We found that female infants who exhibited frequent bad moods had a higher risk of later ASD. There are known to be sex-specific differences in infant temperament, including higher reactivity to perceived environmental threats in female than male infants31,46,47. Such sex-specific dispositions might have affected some characteristics of subsequent ASD. Further studies are needed to elucidate sex differences involving temperament and ASD, as they could be important indicators of ASD in female infants.

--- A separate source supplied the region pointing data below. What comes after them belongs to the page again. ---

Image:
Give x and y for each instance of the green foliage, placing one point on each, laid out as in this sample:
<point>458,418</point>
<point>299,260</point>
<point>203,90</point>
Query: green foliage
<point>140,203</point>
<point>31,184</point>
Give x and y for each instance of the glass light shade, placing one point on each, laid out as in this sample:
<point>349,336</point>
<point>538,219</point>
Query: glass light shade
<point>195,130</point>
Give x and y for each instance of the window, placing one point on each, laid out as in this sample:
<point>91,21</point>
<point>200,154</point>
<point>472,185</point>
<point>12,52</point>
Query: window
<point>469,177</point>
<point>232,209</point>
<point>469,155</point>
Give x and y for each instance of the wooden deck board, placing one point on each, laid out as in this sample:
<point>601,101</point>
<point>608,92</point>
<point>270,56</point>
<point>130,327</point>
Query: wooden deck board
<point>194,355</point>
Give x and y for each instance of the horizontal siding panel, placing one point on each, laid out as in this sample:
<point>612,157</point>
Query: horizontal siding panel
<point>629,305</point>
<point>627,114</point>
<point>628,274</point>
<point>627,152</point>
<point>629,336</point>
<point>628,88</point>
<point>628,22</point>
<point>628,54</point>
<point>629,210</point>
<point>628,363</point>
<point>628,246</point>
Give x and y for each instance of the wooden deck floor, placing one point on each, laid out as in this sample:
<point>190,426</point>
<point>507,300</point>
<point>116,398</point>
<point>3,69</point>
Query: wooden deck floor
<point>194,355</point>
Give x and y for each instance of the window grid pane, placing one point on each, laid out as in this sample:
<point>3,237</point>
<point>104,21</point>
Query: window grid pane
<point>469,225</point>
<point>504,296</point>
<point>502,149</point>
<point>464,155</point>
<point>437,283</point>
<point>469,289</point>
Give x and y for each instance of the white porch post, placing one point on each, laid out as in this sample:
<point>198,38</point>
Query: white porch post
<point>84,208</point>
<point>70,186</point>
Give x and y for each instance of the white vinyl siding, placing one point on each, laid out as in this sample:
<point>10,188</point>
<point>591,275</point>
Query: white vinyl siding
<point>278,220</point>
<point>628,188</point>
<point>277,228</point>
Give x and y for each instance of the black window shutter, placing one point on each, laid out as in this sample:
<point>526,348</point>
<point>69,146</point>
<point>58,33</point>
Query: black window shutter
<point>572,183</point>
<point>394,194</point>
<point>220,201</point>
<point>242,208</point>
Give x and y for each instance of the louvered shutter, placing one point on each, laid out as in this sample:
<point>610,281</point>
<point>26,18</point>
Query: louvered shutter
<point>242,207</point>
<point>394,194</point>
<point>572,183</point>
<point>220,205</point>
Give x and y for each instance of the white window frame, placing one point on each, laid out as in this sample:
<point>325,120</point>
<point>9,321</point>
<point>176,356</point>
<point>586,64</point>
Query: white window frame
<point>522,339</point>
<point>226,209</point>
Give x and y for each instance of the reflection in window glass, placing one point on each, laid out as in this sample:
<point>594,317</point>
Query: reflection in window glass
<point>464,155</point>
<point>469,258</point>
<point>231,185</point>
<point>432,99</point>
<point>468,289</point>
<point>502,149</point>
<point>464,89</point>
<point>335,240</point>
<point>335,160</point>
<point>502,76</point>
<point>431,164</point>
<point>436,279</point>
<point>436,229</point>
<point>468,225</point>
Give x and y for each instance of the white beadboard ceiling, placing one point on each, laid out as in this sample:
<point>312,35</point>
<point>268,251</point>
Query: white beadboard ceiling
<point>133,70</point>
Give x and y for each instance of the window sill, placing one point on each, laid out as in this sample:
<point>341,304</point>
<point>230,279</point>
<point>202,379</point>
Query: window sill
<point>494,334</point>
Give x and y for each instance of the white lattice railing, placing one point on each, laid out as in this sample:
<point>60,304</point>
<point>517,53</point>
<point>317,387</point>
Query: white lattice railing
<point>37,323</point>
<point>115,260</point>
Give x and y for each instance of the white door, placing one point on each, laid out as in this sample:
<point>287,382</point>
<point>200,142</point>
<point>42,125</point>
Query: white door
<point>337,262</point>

In our analysis, a difficult temperament at 1 month of age, as evidenced by bad moods and frequent crying was associated with an increased risk of ASD by the age of three. This has been reported in previous studies;48,49 however, these have not studied infants younger than 6 months50. Thus, our findings add to the literature by evidencing risk factors for ASD in 1-month-old infants51. An interesting finding of our study was that there was no significant relationship between infant temperament and later ASD development when the mothers’ covariates were included in the assessed model. As indicated in the descriptive analyses of the participants, mothers who perceived their infant to have a poor temperament were more likely to be primiparous, had more depressive symptoms, and were less likely to be breastfeeding than those who did not. Such factors may have moderated the association between temperament and ASD. For example, primiparous mothers may react more to the duration and intensity of infant crying than multiparous mothers52. Also, maternal factors related to the risk for later development of autism will differ between mothers. For example, previous studies suggested both maternal smoking53 and maternal drinking during54 pregnancy were linked to the later development of autism in the child. However, according to meta-analyses, current evidence does not support any independent association between alcohol consumption and ASD54.

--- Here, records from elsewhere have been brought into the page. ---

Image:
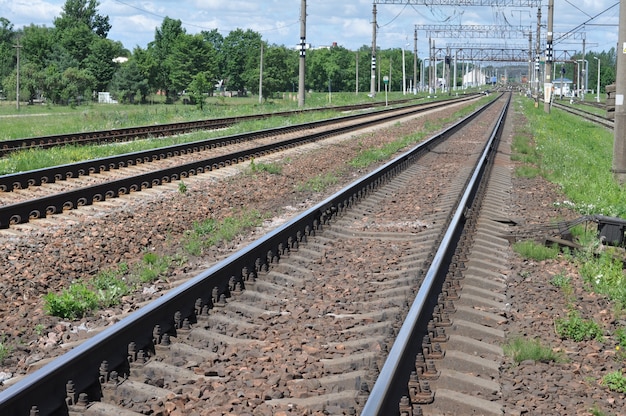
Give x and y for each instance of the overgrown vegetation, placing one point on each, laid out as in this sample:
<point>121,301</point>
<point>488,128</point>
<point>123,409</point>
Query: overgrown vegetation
<point>273,168</point>
<point>535,251</point>
<point>106,289</point>
<point>577,156</point>
<point>615,381</point>
<point>575,328</point>
<point>209,232</point>
<point>521,349</point>
<point>5,350</point>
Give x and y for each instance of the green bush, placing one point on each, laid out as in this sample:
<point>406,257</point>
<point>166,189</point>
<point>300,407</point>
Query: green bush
<point>520,349</point>
<point>538,252</point>
<point>5,350</point>
<point>615,381</point>
<point>74,302</point>
<point>578,329</point>
<point>110,288</point>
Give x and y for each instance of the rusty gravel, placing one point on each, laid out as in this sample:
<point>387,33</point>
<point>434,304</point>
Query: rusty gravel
<point>49,254</point>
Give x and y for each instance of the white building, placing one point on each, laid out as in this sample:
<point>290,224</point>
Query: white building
<point>474,78</point>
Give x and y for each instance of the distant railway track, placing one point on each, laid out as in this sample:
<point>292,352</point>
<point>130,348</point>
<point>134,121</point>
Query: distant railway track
<point>344,309</point>
<point>161,130</point>
<point>603,121</point>
<point>26,206</point>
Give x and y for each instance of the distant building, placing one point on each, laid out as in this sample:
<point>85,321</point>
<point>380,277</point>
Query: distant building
<point>105,98</point>
<point>474,78</point>
<point>563,86</point>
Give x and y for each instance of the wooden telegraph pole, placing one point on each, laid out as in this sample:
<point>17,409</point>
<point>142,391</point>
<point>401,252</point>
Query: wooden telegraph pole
<point>301,85</point>
<point>619,144</point>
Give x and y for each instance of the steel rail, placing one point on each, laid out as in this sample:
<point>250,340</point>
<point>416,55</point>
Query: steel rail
<point>595,118</point>
<point>161,130</point>
<point>40,208</point>
<point>23,180</point>
<point>392,382</point>
<point>47,391</point>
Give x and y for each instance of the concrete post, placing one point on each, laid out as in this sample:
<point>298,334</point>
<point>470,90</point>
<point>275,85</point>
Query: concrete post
<point>619,144</point>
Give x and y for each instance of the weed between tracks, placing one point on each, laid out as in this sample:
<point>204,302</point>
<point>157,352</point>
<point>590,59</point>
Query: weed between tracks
<point>576,156</point>
<point>520,349</point>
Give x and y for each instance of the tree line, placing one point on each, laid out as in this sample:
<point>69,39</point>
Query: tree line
<point>73,60</point>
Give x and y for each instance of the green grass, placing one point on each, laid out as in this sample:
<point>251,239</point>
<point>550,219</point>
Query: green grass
<point>575,328</point>
<point>615,381</point>
<point>101,117</point>
<point>5,350</point>
<point>272,168</point>
<point>44,120</point>
<point>72,303</point>
<point>319,183</point>
<point>106,289</point>
<point>521,349</point>
<point>535,251</point>
<point>209,232</point>
<point>110,287</point>
<point>577,156</point>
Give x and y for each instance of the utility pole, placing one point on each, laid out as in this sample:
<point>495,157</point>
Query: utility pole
<point>619,143</point>
<point>538,53</point>
<point>415,63</point>
<point>261,76</point>
<point>584,79</point>
<point>17,47</point>
<point>302,71</point>
<point>530,61</point>
<point>547,93</point>
<point>357,74</point>
<point>373,81</point>
<point>403,71</point>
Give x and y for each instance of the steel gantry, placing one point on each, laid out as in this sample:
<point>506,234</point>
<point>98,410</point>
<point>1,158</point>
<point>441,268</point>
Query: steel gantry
<point>475,31</point>
<point>454,31</point>
<point>497,3</point>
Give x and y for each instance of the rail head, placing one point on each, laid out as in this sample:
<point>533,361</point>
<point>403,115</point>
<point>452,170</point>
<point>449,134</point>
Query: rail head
<point>46,389</point>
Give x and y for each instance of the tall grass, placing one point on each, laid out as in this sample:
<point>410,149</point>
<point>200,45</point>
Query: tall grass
<point>577,156</point>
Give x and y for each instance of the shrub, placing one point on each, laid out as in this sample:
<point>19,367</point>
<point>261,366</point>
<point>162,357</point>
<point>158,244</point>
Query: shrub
<point>520,349</point>
<point>531,250</point>
<point>615,381</point>
<point>578,329</point>
<point>74,302</point>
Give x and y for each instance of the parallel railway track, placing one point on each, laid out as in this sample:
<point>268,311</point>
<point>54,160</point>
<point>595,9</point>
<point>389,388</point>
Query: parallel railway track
<point>161,130</point>
<point>185,347</point>
<point>603,121</point>
<point>201,157</point>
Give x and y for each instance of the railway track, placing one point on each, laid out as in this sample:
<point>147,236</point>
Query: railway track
<point>94,181</point>
<point>161,130</point>
<point>603,121</point>
<point>303,318</point>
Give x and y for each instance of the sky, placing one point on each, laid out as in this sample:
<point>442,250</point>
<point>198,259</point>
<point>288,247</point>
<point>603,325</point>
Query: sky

This study, using a large sample size, addressed the difficulty of ASD diagnosis by demonstrating that infant sleep quality and temperament at only 1 month of age may be associated with ASD development. Such behaviors can be observed even by caregivers and can thus enable early intervention. However, this study had some limitations. First, the assessment of sleep was based on caregivers’ reports. Since these are external observations of sleep, their accuracy is not guaranteed. Reports of infant sleep quality might be overestimated if there is no behavioral evidence of poor sleep; whereas, the rate of night awakenings may be underestimated due to brief awakenings in which the infant does not cry and wake their caregiver55. Therefore, the caregivers’ responses may have influenced our study findings. Second, ASD outcome was identified according to caregivers’ self-report on the infants’ ASD diagnosis. Therefore, infants who might be subsequently diagnosed with ASD were not considered, and the actual number might be underestimated as the rate in this study was lower than in another study in Japan56. Third, because the data were obtained from a large-scale study, minor differences may have exhibited significance. Fourth, this study may not have covered all infant temperaments and could be improved in future research.

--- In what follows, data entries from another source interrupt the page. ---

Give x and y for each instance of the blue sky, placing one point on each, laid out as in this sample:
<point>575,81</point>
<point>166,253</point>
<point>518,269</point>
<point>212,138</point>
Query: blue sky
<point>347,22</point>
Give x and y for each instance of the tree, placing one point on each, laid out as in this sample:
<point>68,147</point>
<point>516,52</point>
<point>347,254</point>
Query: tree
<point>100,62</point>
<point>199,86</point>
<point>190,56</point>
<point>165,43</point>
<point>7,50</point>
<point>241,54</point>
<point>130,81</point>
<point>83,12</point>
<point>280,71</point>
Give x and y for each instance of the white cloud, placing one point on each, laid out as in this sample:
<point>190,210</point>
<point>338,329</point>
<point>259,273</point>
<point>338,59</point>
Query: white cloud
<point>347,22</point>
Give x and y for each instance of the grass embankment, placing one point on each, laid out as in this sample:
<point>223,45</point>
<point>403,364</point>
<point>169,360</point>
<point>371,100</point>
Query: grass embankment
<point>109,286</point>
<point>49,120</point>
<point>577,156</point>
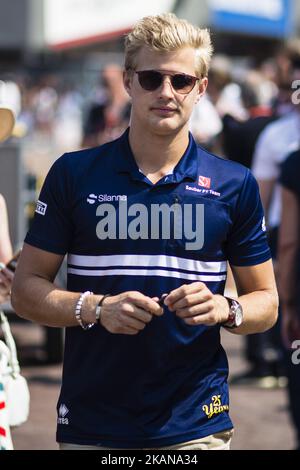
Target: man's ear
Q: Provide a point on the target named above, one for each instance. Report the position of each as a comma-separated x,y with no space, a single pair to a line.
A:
127,78
202,88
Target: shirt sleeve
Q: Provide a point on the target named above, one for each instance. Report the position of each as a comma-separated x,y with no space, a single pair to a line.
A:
52,224
247,243
290,170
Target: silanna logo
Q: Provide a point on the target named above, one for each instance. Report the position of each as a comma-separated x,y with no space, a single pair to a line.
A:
93,198
215,407
62,412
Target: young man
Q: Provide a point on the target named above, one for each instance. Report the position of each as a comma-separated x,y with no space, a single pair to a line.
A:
146,215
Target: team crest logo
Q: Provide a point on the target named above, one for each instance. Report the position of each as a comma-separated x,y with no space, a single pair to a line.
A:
204,182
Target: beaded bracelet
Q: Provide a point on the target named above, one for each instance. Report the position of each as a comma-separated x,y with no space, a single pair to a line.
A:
84,326
99,306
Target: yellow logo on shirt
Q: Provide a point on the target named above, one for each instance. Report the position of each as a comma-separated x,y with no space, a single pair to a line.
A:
215,407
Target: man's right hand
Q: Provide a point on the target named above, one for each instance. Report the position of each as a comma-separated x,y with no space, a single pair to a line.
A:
128,313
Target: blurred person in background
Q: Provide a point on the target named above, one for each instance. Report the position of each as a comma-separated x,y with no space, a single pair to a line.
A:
7,122
143,364
289,277
239,136
109,116
276,141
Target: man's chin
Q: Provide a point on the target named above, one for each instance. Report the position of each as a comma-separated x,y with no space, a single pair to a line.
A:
165,126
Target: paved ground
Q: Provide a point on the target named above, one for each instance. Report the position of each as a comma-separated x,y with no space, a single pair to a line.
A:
260,416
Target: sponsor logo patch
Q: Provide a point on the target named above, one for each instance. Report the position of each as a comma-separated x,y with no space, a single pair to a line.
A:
41,208
204,181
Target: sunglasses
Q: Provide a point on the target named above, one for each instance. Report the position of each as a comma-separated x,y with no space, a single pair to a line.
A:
150,80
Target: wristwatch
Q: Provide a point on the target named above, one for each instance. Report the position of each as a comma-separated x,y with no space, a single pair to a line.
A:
235,317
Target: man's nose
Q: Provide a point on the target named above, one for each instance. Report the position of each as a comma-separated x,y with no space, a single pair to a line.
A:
166,88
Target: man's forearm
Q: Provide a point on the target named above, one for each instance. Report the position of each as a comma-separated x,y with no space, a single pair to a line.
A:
41,301
260,310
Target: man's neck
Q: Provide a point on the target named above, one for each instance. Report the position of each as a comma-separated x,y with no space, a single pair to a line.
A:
157,155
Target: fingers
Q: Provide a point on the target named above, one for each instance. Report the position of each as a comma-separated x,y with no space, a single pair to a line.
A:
207,319
7,274
6,278
145,303
130,310
181,297
199,309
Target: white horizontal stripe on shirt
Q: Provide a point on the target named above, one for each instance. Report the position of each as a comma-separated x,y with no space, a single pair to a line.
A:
145,272
159,261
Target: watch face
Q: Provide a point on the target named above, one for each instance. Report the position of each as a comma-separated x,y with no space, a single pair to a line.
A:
238,315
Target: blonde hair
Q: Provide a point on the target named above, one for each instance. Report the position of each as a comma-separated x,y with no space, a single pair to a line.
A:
168,33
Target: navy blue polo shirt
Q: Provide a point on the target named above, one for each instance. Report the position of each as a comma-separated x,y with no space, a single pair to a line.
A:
168,383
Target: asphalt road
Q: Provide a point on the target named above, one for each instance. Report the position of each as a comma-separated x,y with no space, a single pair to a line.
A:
260,416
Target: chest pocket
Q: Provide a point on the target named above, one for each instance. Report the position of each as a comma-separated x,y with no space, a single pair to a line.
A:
204,224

In conclusion, this study demonstrated that infant sleep patterns and temperament are associated with the risk that the infant will develop ASD before the age of three. Specifically, infants prone to longer daytime sleeping; more frequent bad moods; and intense, frequent, or prolonged crying showed a higher incidence of ASD at 3 years old. In particular, the association between a bad mood and ASD was characteristic of female infants. These findings may serve as important indicators for identifying infants requiring intervention to reduce the risk of future ASD.